ÇIKABİLDİM KABRİSTANDAN;
Bir gün çıkamayacağımı bilerek!..
…..
Allahü teala hepimize nereye gideceğimizi bilmek ve ona göre hareket etmek… İman üzre bu hayatı terketmek nasip eylesin…
Ve duaların kabul olunduğu bu mübarek aylar hürmetine hepimizin ölmüşlerine de rahmet eylesin, amiin…
“Kasvet” mi zerkettim damarlarınıza, bilmiyorum.

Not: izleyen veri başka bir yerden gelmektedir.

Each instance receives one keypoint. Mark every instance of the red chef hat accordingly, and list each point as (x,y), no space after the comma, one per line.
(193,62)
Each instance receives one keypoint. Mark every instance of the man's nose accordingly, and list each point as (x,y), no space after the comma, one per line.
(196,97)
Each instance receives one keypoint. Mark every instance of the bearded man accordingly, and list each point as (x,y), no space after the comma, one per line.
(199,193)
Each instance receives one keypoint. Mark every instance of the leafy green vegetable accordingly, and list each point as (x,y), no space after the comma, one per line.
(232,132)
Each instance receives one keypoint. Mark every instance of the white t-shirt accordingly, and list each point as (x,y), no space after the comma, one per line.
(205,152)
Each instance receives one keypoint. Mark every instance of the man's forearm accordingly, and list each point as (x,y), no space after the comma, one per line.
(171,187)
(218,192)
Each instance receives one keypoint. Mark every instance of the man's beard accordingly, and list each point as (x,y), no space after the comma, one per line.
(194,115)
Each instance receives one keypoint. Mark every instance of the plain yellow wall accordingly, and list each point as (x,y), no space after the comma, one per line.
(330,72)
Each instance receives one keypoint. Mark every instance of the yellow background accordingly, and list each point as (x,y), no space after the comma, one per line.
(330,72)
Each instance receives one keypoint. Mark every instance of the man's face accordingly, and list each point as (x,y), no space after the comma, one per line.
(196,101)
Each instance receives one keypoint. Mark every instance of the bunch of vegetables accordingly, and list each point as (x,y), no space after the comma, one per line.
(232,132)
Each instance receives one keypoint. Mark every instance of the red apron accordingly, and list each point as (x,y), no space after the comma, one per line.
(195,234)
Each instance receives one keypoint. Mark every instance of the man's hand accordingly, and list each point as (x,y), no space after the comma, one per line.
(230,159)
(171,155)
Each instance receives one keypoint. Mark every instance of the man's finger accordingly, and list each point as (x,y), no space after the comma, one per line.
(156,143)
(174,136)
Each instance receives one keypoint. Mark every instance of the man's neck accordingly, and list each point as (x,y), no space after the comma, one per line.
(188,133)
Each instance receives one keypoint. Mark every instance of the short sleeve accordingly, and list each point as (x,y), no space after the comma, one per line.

Bildiğim şu ki; yukardakiler HAYATIN EN ÖNEMLİ GERÇEĞİ…
…..
Yazılacak yine çok konu vardı aslında…
Ama bazı gün yazılar böyle KENDİLİĞİNDEN geliveriyor, sorgusuz – sualsiz…
Geliyor ve sorgusuz sualsiz gidiyor işte; sorgulu ve sualli bir “mekâna” giden bizlere doğru!